Anomaly Detection

One possible definition of an anomaly is an observation, or several observations, that make the observed sequence $z_1,z_2,\ldots$ non-IID; before the anomaly the sequence appears to satisfy the randomness assumption but the anomaly stands out as violating it.

Known approaches to anomaly detection using conformal prediction include:

  • using conformal martingales for gambling against the randomness assumption
  • interpreting the objects for which a conformal predictor always outputs a small p-value, regardless of the postulated label, as anomalies.

This article discusses the second approach.

The idea was explained in the talk Toward Explainable Uncertainty (slides) by Alan Fern and Tom Dietterich. They consider "closed worlds" and "open worlds", allowing test observations with novel classes in the latter. They show that some standard conformity measures (based on random forests and neural networks) do not detect novel classes. Implicitly, the chosen conformity measures try to achieve object conditionality, which is a wrong goal in an open world. The conformity score $A(z_1,\ldots,z_n),(x,y))$ should not only say how well the new label $y$ conforms to the labels in the set $z_1,\ldots,z_n$ (given $x$) but also (and this is even more important) how well $x$ conforms to the objects in $z_1,\ldots,z_n$ given $y$.
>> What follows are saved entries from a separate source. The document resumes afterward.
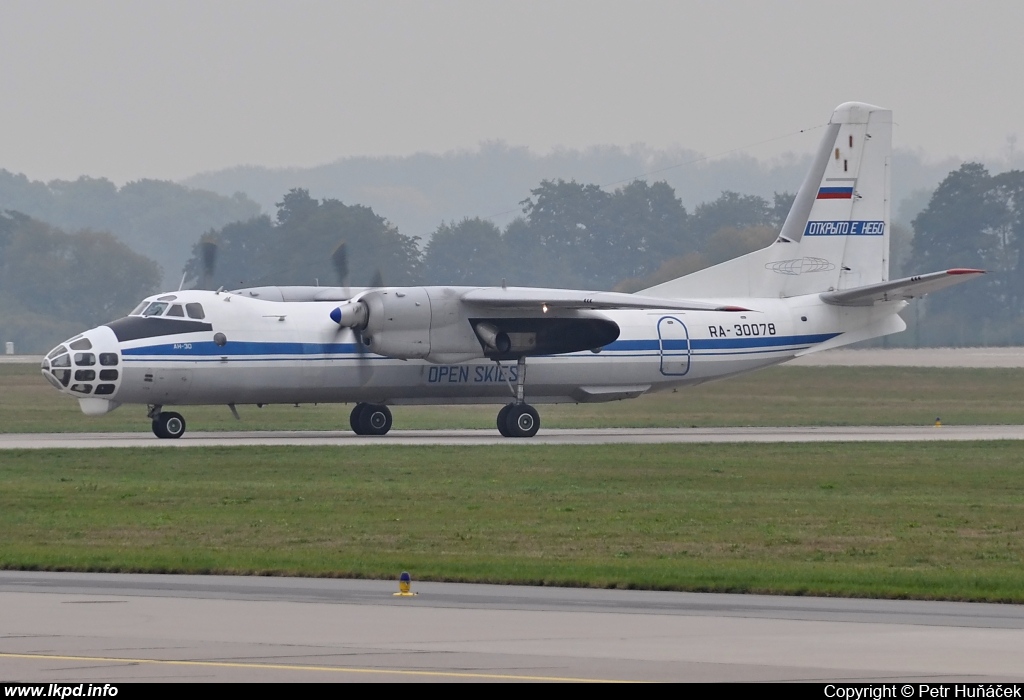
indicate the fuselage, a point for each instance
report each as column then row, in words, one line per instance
column 225, row 348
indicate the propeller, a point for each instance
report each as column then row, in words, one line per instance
column 353, row 314
column 208, row 254
column 340, row 260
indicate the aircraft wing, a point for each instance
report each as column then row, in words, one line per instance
column 531, row 299
column 899, row 290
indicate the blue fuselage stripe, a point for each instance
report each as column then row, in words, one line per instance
column 207, row 351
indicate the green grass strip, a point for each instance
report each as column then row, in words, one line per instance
column 930, row 521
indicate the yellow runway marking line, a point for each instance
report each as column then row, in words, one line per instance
column 333, row 669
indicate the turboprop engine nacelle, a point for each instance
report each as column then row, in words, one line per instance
column 394, row 322
column 350, row 315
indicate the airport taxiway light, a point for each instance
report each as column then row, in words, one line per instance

A similar idea is explored in a series of articles by Lorenzo Cavallaro and his colleagues.

Bibliography

  • Amit Deo, S. K. Dash, G. Suarez-Tangil, V. Vovk, and L. Cavallaro (2016). Prescience: Probabilistic guidance on the retraining conundrum for malware detection. In Proceedings of the 2016 ACM Workshop on Artificial Intelligence and Security (AISec'16), New York, ACM, 71–82.